Determination of fluorescence-labeled asparaginyl-oligosaccharide in glycoprotein by reversed-phase ultraperformance liquid chromatography with electrospray ionization time-of-flight mass spectrometry

Eight fluorescence reagents, i.e., DBD-F, NBD-F, DNS-Cl, NDA, PSC, FITC, Fmoc-Cl, and DMEQ-COCl, which are reactive to an amino functional group, were tested for the labeling of asparaginyl-oligosaccharides in a glycoprotein. Although the optimal reaction conditions and the fluorescence maximal wavelengths were different for each reagent, the highly sensitive fluorescence detection at the femtomole level of Disialo-Asn (a representative asparaginyl-oligosaccharide) was obtained from the labeling utilizing these reagents. Among them, PSC was the most reliable reagent in terms of detection sensitivity (approximately 3 fmol, signal-to-noise ratio of 5 (S/N = 5) on the chromatogram).
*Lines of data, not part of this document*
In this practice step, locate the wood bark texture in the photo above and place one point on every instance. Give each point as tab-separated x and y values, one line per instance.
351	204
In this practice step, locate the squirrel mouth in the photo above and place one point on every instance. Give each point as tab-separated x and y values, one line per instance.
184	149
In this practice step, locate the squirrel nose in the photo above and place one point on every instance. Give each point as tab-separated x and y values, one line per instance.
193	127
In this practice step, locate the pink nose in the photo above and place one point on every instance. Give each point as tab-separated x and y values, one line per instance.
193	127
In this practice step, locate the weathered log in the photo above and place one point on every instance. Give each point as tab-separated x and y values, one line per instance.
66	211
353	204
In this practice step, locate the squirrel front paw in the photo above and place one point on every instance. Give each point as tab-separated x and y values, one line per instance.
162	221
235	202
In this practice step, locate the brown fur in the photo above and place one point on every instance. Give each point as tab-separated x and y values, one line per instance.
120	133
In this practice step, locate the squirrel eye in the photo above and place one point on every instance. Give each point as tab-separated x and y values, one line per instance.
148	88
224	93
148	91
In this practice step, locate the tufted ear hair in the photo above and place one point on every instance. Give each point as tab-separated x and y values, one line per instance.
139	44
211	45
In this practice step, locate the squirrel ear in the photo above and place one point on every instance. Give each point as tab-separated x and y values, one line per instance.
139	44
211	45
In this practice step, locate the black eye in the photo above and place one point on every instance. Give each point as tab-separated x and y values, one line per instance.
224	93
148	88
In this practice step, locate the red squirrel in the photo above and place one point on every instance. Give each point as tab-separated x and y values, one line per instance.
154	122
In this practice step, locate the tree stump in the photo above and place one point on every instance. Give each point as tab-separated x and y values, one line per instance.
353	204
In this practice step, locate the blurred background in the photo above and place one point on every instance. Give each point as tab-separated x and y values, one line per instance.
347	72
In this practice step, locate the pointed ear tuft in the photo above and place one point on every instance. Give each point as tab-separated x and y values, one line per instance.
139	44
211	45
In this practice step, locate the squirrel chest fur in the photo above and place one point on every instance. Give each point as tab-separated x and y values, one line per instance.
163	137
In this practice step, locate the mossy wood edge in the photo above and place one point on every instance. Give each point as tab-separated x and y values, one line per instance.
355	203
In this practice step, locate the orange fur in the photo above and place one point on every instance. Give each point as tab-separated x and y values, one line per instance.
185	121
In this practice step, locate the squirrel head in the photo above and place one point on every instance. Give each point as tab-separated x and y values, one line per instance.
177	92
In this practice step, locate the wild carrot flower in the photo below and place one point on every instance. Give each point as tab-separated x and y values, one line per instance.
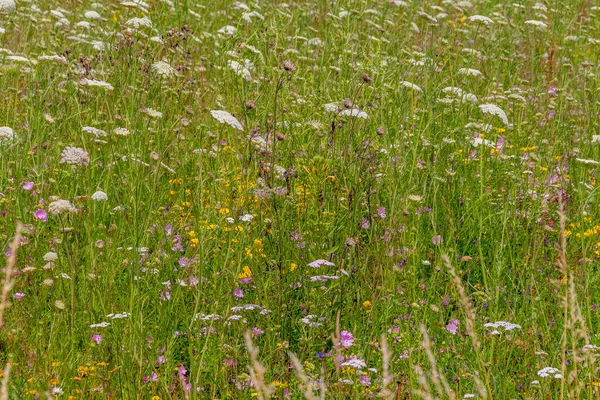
75	156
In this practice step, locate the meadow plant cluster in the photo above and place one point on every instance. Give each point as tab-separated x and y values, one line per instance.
303	199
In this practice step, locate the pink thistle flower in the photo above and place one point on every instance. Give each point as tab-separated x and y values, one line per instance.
452	327
41	215
97	338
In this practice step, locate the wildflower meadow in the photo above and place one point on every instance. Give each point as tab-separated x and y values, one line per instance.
302	199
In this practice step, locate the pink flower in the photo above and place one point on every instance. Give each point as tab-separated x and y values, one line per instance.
452	327
41	215
346	339
97	338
However, the structural information could not be obtained from the fluorescence detection. Thus, the on-line determination of a real sample was carried out by UPLC-ESI-TOF-MS. The detection limit of the PSC-labeled Disialo-Asn by selected-ion chromatography was 58 fmol (S/N = 5). When the proposed procedure was applied to the determination of oligosaccharides in ovalbumin, 15 species of PSC-labeled oligosaccharides possessing Man, GlcNAc, and Gal units were identified from the UPLC-ESI-TOF-MS. The number of identified oligosaccharides was relatively greater than the method using Fmoc-Cl. Based on the ovalbumin results, the proposed labeling with PSC followed by UPLC-ESI-TOF-MS detection seems to be useful for the on-line asparaginyl-oligosaccharide analysis.